Warzone 2100 was produced by (now defunct) Pumpkin Studios and was made (I think) in 1998/9.
Plot
In the year 2080-something, a nuke satellite went nuts and nuked a bunch of cities. In the ensuing nuclear winter, a few different groups took control of military equipment and went into hiding, to reemerge later and try to claim technology for their own cause. The people who stayed outside became scavengers, nervously cleaning their guns and taking whatever little resources they could get.
Your team holed up in a military base in the Rocky Mountains. After a while, you felt like you got enough equipment and transports running to re-emerge without dying.
On emerging, you find that noone has successfully claimed power. You sieze an oil derrick to power your units and base with and get to work claiming technology and defending yourself.
Unfortunately, there's a lot of other groups that want technology too ... and they've been looking a bit longer than you have.
The net result of this is that your enemies are always slightly better equipped than you are, and you have to defeat them with sheer numbers or with better tactics. In lesser games, it might be possible to get a good defense going and then just let your computer collect resources and set your factories to loop building forever ... But missions have a time limit.
As a result, they can afford to have unlimited resources. Every oil resource you mine brings you 1 oil/sec. (towards the end of the game, vehicles cost several hundred units, between 400 and 1000) Many of your battles will revolve around trying to get (and keep) oil.
You also have to research the little scraps of higher technology you find in order to figure out how they can be used to your advantage. To this end you must build research centers, and wait for them to chug through new advances.
Aside from multiplayer, there is only one team you can be on. You can select its color, but you can never, ever fight as the enemy.

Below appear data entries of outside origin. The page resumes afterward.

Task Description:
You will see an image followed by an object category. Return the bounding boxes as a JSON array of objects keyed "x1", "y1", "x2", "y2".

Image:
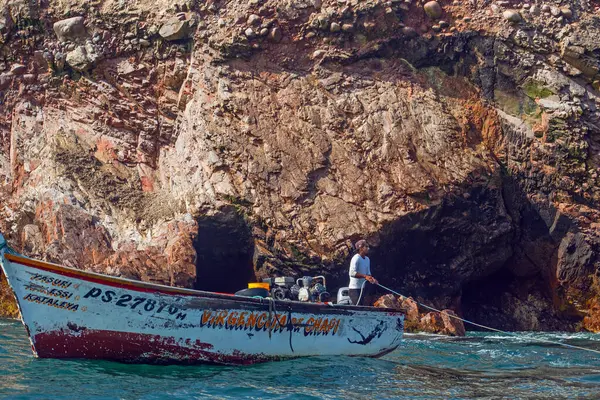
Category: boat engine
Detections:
[
  {"x1": 336, "y1": 287, "x2": 352, "y2": 305},
  {"x1": 261, "y1": 275, "x2": 331, "y2": 303},
  {"x1": 296, "y1": 276, "x2": 330, "y2": 302}
]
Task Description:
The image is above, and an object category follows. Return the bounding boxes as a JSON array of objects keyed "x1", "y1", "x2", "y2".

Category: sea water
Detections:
[{"x1": 1, "y1": 319, "x2": 599, "y2": 399}]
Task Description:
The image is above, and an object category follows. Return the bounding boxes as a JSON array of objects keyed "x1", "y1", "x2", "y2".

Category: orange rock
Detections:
[
  {"x1": 440, "y1": 309, "x2": 466, "y2": 336},
  {"x1": 582, "y1": 301, "x2": 600, "y2": 333},
  {"x1": 419, "y1": 312, "x2": 445, "y2": 334},
  {"x1": 400, "y1": 297, "x2": 420, "y2": 323},
  {"x1": 374, "y1": 294, "x2": 402, "y2": 309}
]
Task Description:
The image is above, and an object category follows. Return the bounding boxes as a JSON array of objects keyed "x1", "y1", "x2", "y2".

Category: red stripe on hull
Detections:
[
  {"x1": 8, "y1": 255, "x2": 201, "y2": 297},
  {"x1": 32, "y1": 328, "x2": 281, "y2": 365}
]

Also, you don't just select units - you have to design them too. You choose between different chassis, propulsion methods, and weaponry.
Multiplayer supports up to 8 single or computer players, and there is a patch available which increases the number of technologies you can research.
You can rotate the camera to whatever view you wish. This is very useful if a building is blocking your objective or your units and you need to be able to see them.
You can give your units complex orders, contributing to a real commanding type game instead of micromanaging. You can tell them at which damage level to retreat, whether to fire at will, return fire, or hold fire, what range to attack at, and a few other things as well. Eventually you are able to build a "commander" unit (takes place of weapon), and assign units to that commander. They will then fire at whatever target the commander has selected.
I like this game because although the graphics are (by no means) new, the gameplay is still quite good. Being able to give complicated orders to your units is a huge improvement on other real-time strategy games.
The game was made by Pumpkin Studios (who no longer exist) and published by Eidos Interactive in 1999.Pumpkin Studios also produced the playstation game 'Saboteur'.